The Center for Prairie Studies has a collection of artwork on display in various locations at Grinnell College.
Prairie Cairn
British installation artist Andy Goldsworthy created this sculpture at Grinnell College's Conard Environmental Research Area in 2001.
Andy Goldsworthy: Three Cairns is the largest project in the Western Hemisphere by the artist (born 1956, Cheshire, England). The project spans the continent with permanent and temporary stone markers called “cairns” at sites on the two coasts of America and the Midwest. Two key components of the project in Iowa Prairie Cairn (Midwest temporary cairn) near Grinnell and the Three Cairns (Iowa permanent cairn) at the Des Moines Art Center.
Prairie Cairn, the first component of "Andy Goldsworthy: Three Cairns" to be built, was created in early spring 2001 at Grinnell College’s Conard Environmental Research Area near Kellogg, Iowa. Prairie Cairn was completed before the prairie grass had begun to grow and was photographed over a period of 18 months to document the sculpture in varied weather conditions. The result is a suite of large-scale panoramic images—now in the collection of the Des Moines Art Center—showing the cairn with varying heights of grass, in snow, and amid flames as the prairie was subjected to a controlled maintenance burn. Although considered a temporary work, Prairie Cairn should last for decades before eventually succumbing to the effects of the weather.
Roots of Renewal
A 2003 art exhibition focusing on challenges and changes in the Upper Midwest under pressure from new immigrants, new industries, new farming practices, and new attitudes towards the original tallgrass prairie; a collaboration between Grinnell College's Faulconer Gallery and the Center for Prairie Studies.
The Prairie Suite
The Prairie Suite is consists of 12 original prints by twelve artists, commissioned by the Center for Prairie Studies and completed in 2001, united around the themes of prairie and place.
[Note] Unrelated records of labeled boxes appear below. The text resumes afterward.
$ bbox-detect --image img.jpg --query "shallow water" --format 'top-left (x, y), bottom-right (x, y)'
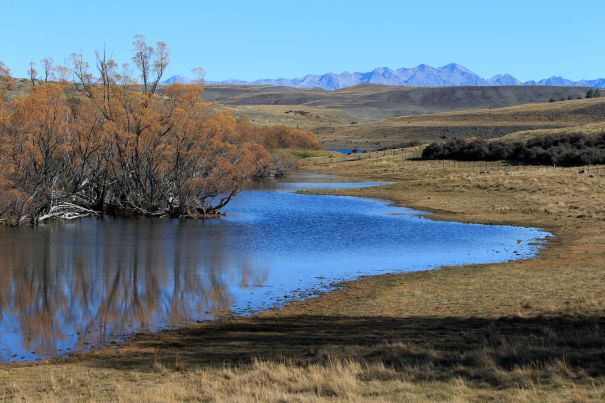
top-left (0, 175), bottom-right (548, 362)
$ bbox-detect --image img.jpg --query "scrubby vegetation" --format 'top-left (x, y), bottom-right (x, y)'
top-left (422, 133), bottom-right (605, 166)
top-left (0, 37), bottom-right (319, 225)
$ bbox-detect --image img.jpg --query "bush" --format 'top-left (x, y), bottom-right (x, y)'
top-left (422, 133), bottom-right (605, 166)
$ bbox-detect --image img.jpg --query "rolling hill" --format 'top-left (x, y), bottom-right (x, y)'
top-left (166, 63), bottom-right (605, 91)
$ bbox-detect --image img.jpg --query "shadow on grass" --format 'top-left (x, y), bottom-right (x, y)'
top-left (82, 316), bottom-right (605, 385)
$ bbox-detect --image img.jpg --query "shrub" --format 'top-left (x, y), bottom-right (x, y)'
top-left (422, 133), bottom-right (605, 166)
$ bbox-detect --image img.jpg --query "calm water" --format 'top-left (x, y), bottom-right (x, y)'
top-left (0, 176), bottom-right (548, 362)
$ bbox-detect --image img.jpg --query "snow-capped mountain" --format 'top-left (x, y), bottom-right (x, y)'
top-left (164, 63), bottom-right (605, 90)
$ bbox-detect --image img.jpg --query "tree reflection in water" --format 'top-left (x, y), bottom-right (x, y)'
top-left (0, 219), bottom-right (267, 361)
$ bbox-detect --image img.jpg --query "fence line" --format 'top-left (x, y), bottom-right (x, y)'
top-left (303, 149), bottom-right (605, 176)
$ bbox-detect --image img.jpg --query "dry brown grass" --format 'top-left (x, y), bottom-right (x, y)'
top-left (0, 153), bottom-right (605, 401)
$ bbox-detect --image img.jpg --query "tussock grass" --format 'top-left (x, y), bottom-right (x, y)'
top-left (0, 153), bottom-right (605, 402)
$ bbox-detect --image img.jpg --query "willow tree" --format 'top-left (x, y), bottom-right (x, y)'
top-left (0, 36), bottom-right (271, 224)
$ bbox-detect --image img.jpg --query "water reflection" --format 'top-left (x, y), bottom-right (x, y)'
top-left (0, 219), bottom-right (267, 360)
top-left (0, 177), bottom-right (545, 361)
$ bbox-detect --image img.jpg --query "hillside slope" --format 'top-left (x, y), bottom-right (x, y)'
top-left (205, 85), bottom-right (589, 120)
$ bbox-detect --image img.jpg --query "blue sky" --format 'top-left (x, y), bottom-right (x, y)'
top-left (0, 0), bottom-right (605, 80)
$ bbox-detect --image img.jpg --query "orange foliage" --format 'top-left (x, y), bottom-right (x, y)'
top-left (0, 37), bottom-right (319, 225)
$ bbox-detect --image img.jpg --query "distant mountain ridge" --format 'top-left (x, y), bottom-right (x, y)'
top-left (164, 63), bottom-right (605, 91)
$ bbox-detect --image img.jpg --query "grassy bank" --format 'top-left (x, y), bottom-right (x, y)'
top-left (0, 153), bottom-right (605, 401)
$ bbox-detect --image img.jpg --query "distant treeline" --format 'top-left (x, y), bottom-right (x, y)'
top-left (422, 133), bottom-right (605, 166)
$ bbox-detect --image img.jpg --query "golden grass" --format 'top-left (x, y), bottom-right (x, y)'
top-left (0, 153), bottom-right (605, 401)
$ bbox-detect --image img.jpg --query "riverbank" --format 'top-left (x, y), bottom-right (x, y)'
top-left (0, 154), bottom-right (605, 401)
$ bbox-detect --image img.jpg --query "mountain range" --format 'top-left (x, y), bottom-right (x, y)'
top-left (164, 63), bottom-right (605, 91)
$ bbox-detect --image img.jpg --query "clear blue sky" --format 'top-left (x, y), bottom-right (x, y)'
top-left (0, 0), bottom-right (605, 80)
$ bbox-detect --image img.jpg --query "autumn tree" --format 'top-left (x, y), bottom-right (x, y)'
top-left (0, 36), bottom-right (319, 225)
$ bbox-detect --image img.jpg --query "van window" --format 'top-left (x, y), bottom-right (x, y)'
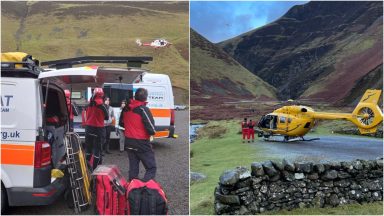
top-left (42, 84), bottom-right (68, 126)
top-left (103, 86), bottom-right (133, 107)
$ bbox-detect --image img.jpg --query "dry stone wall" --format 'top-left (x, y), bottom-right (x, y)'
top-left (214, 158), bottom-right (383, 214)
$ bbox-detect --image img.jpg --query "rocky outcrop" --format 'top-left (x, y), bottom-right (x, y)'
top-left (214, 158), bottom-right (383, 214)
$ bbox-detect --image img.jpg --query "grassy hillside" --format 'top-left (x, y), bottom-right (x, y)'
top-left (1, 2), bottom-right (189, 103)
top-left (191, 29), bottom-right (275, 98)
top-left (218, 1), bottom-right (383, 104)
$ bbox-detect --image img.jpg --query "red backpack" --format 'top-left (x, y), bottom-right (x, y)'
top-left (92, 165), bottom-right (128, 215)
top-left (126, 179), bottom-right (168, 215)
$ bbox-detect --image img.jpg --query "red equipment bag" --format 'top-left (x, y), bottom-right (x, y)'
top-left (126, 179), bottom-right (168, 215)
top-left (92, 165), bottom-right (128, 215)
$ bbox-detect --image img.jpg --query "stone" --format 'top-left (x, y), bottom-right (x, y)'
top-left (251, 177), bottom-right (263, 185)
top-left (239, 205), bottom-right (249, 215)
top-left (376, 158), bottom-right (383, 170)
top-left (333, 180), bottom-right (351, 187)
top-left (215, 194), bottom-right (240, 205)
top-left (307, 173), bottom-right (319, 180)
top-left (272, 161), bottom-right (284, 171)
top-left (285, 185), bottom-right (297, 193)
top-left (215, 202), bottom-right (230, 215)
top-left (352, 160), bottom-right (363, 170)
top-left (340, 161), bottom-right (353, 170)
top-left (260, 207), bottom-right (265, 213)
top-left (295, 173), bottom-right (305, 180)
top-left (263, 161), bottom-right (278, 177)
top-left (337, 171), bottom-right (351, 179)
top-left (372, 191), bottom-right (383, 201)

Iowa's Vanishing Agrarian Landscapes
A collaboration between the Center for Prairie Studies and New Haven, Connecticut, photographer David Ottenstein resulted in thousands of photographs of the changing Iowa countryside.
Prairie Earthworks Project
Earthworks have been a major force in contemporary sculpture since the 1960's. For most artists working within the earthworks tradition, the method of creating a sculpture becomes a part of a process of interpreting their surroundings. As the sculptor works in an area ideas are materialized through the transformation of materials usually found at the site. The setting of a sculpture in the natural landscape provides a different set of references than the gallery or museum. The earthwork cannot be self-referential like a painting or sculpture in gallery or museum can. The earthwork's context is part of its content.